SoCal Power Women: Greystar’s Kesha Fisher On Keeping Up With The Ever-Evolving Multifamily Market
This limited series profiles SoCal Power Women who have helped shape cities, neighborhoods, businesses and lifestyles in Southern California. These women will be honored at Bisnow's SoCal Power Women event Dec. 14.
About 20 years ago, Kesha Fisher was looking for a less monotonous career than her current job as an accountant. A friend suggested she try working as a leasing consultant for multifamily, which Fisher quickly took a liking to, as “you never have the same thing every day."
She's been working in multifamily ever since.
In her current role as senior director of real estate operations at Greystar, Fisher oversees all Greystar-owned new developments in Southern California.
“Our industry consistently changes and I'm a change advocate,” Fisher said. “I'm all about doing things better, more efficiently.”
The coronavirus pandemic forced change onto multifamily operators, some of which will be here to stay, Fisher said. One example she gave: self-guided tours.
“I remember being a leasing agent back in the day. You'll either have people who are talkative on both floors, or you'll have people that won't say a word,” Fisher said. Allowing for both options — people who want to be shown around and those who prefer to go it alone — is a way to meet the needs of more prospective tenants, she said.

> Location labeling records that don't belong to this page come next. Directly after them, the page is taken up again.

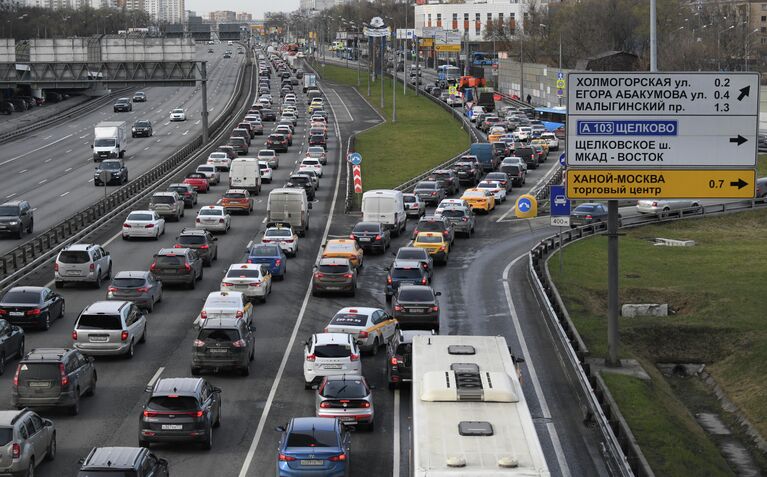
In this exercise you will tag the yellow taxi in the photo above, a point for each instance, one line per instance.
(344, 248)
(543, 143)
(479, 199)
(435, 244)
(237, 200)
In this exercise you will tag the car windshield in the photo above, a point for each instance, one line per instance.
(346, 388)
(332, 351)
(429, 239)
(192, 239)
(74, 256)
(405, 273)
(243, 273)
(22, 297)
(128, 282)
(312, 438)
(415, 294)
(367, 228)
(172, 404)
(264, 251)
(99, 322)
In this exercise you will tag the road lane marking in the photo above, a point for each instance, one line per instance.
(35, 150)
(555, 442)
(286, 355)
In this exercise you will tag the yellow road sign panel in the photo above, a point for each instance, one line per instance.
(661, 184)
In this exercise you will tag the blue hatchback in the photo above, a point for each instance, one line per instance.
(270, 255)
(314, 447)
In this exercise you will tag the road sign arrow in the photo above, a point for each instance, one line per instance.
(744, 92)
(739, 184)
(740, 139)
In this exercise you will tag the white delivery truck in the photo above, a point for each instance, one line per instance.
(310, 81)
(110, 140)
(289, 205)
(386, 207)
(244, 173)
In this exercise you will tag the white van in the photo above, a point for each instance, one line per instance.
(244, 173)
(386, 207)
(289, 205)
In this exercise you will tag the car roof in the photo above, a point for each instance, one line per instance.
(170, 386)
(112, 458)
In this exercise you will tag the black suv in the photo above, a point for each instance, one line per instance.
(200, 240)
(371, 236)
(123, 461)
(177, 265)
(399, 356)
(53, 377)
(123, 105)
(180, 409)
(405, 272)
(224, 343)
(448, 179)
(431, 223)
(300, 181)
(117, 172)
(16, 217)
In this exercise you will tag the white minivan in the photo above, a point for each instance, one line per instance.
(386, 207)
(244, 173)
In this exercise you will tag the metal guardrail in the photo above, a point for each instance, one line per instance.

Fisher also expects the future of the office and work-from-home trends to have impacts on multifamily as well, as far as it affects the amenities that tenants will want and expect from a building.
Business centers of old are out, but what replaces them is still evolving. New flexible work amenities at apartment buildings are expected to have better internet and more targeted features like rooms equipped to support Zoom meetings, Fisher said.

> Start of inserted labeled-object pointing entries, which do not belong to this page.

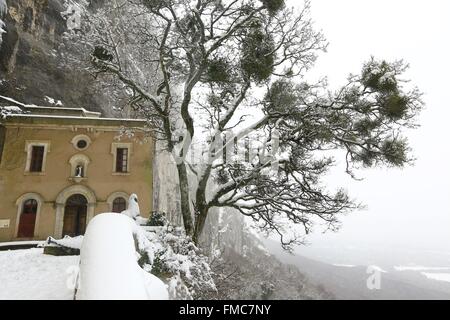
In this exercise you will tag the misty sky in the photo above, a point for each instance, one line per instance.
(411, 206)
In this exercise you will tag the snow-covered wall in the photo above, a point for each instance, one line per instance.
(108, 262)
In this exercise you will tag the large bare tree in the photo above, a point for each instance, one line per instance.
(228, 60)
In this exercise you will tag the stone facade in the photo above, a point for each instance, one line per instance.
(87, 169)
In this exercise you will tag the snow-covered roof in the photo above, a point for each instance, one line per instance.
(44, 115)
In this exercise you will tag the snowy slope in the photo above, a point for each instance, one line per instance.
(29, 274)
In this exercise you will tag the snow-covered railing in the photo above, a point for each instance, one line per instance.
(108, 262)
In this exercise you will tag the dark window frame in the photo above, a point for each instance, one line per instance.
(122, 159)
(37, 158)
(119, 204)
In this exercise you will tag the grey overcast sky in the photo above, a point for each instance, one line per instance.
(411, 206)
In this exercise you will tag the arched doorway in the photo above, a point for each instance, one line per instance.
(27, 219)
(75, 214)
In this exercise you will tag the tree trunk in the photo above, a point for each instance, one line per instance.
(200, 219)
(184, 196)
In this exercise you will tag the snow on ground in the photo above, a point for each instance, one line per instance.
(109, 268)
(15, 243)
(30, 274)
(343, 265)
(70, 242)
(437, 276)
(420, 268)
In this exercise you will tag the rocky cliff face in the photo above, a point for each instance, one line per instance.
(31, 68)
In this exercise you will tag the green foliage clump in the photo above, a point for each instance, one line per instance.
(218, 71)
(273, 6)
(222, 177)
(394, 106)
(379, 76)
(157, 219)
(395, 152)
(155, 4)
(257, 55)
(365, 126)
(281, 97)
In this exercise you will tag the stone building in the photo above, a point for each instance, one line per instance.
(61, 166)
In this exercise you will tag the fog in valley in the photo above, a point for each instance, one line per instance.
(407, 219)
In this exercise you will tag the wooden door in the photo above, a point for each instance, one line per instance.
(27, 220)
(75, 213)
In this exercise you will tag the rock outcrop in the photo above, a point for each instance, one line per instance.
(31, 67)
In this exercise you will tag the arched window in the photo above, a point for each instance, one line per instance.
(27, 220)
(119, 204)
(79, 165)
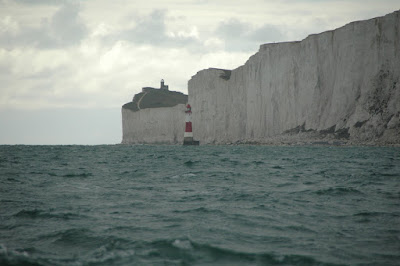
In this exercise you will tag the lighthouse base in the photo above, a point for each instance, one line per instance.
(190, 141)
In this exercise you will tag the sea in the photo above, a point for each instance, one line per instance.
(199, 205)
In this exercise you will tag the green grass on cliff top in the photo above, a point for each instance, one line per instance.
(156, 98)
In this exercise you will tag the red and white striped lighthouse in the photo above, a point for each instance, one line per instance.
(188, 136)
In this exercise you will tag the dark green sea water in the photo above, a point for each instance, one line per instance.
(206, 205)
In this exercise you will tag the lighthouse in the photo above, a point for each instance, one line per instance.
(188, 136)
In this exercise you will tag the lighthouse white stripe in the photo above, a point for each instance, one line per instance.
(188, 135)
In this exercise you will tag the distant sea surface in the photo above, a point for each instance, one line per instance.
(205, 205)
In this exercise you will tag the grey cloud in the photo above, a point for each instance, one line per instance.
(241, 36)
(152, 30)
(42, 2)
(64, 28)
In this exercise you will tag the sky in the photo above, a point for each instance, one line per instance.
(67, 67)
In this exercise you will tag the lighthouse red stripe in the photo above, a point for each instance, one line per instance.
(188, 127)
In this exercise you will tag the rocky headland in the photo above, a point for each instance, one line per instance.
(336, 87)
(340, 87)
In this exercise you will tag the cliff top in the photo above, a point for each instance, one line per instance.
(155, 98)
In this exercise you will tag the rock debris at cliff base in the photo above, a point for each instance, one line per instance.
(340, 86)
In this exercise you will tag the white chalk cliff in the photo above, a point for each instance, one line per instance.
(164, 125)
(340, 85)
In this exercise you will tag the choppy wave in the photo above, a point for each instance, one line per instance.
(213, 205)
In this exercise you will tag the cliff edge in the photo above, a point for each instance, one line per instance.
(340, 86)
(154, 116)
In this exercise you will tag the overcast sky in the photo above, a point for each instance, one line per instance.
(67, 67)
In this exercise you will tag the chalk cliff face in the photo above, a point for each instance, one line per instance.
(340, 85)
(163, 125)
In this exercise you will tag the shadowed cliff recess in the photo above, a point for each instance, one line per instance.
(337, 87)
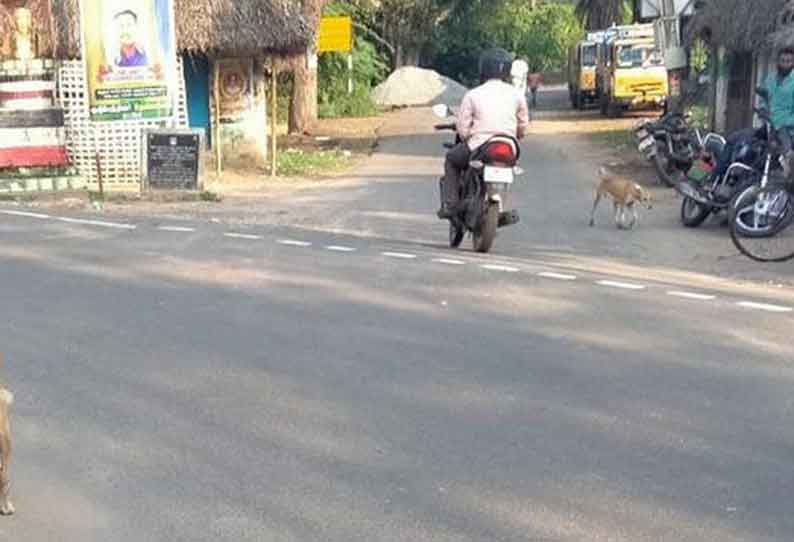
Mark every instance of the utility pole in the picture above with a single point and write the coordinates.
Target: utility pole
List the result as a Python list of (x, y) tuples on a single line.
[(674, 53)]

“It’s not just connecting your laptop to WiFi,” Fisher said. “It’s having those options for people to do it all.”
Expectations for multifamily complexes are definitely higher, though that’s a shift that predates the pandemic, she said.

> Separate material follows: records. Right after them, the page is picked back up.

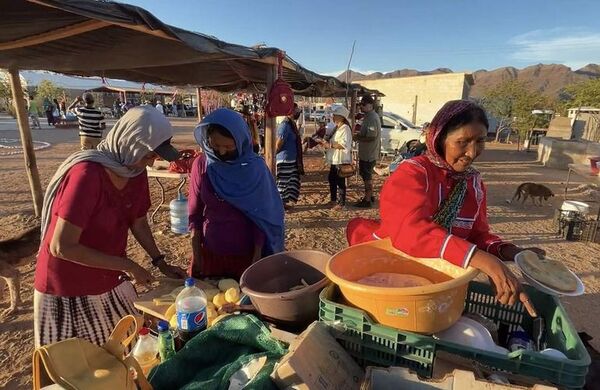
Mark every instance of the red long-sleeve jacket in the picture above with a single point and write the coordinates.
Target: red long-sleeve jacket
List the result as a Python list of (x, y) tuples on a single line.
[(409, 200)]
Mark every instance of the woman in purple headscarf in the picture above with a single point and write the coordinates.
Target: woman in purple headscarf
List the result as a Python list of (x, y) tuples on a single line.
[(434, 205)]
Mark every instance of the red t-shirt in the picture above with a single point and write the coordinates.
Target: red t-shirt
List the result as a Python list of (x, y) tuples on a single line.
[(409, 200), (88, 199)]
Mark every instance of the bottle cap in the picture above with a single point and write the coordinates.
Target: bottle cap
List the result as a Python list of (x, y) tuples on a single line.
[(163, 326)]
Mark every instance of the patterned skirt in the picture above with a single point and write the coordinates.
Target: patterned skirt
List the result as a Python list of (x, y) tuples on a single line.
[(90, 317), (288, 181)]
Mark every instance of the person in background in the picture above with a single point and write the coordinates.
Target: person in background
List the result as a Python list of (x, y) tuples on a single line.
[(235, 211), (301, 123), (174, 109), (316, 138), (63, 107), (289, 159), (91, 203), (369, 148), (117, 108), (253, 128), (434, 205), (159, 107), (48, 109), (339, 152), (56, 111), (90, 119), (33, 111)]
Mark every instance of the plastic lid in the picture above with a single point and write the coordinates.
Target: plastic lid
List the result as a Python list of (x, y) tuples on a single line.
[(163, 326)]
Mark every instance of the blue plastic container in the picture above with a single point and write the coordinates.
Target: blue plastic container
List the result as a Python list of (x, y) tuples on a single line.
[(179, 214)]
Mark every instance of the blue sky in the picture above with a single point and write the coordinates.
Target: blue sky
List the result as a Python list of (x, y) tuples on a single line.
[(419, 34)]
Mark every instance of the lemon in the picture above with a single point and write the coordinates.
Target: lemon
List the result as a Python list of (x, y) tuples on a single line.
[(219, 318), (170, 311), (226, 284), (219, 300), (232, 295), (210, 293)]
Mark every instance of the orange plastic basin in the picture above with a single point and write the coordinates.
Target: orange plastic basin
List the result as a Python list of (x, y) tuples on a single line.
[(424, 309)]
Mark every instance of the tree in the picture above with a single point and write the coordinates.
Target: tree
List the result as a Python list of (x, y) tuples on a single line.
[(511, 103)]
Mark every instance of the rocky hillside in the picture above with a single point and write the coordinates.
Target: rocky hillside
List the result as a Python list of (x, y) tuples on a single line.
[(548, 79)]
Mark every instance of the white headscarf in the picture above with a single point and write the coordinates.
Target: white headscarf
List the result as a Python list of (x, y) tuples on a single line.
[(140, 131)]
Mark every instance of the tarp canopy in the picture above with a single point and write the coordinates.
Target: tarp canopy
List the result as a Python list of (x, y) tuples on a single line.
[(153, 91), (121, 41)]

“I had a conversation the other day and we were like, ‘Remember when people just wanted washers and dryers and that was all that was important in the apartment?’” Fisher said. Now, tenants care about how fast the WiFi is, what pet amenities are available, and other things that might previously have seemed like bonuses or luxuries.
These amenities can get expensive, and not all of the costs can be passed on to tenants, Fisher said. A number of these innovative perks are now just a cost of doing business.
“There are so many things that residents are now accustomed to, and there's so much competition in regards to new developments,” Fisher said. “You have to ensure that you're staying ahead of the curve.”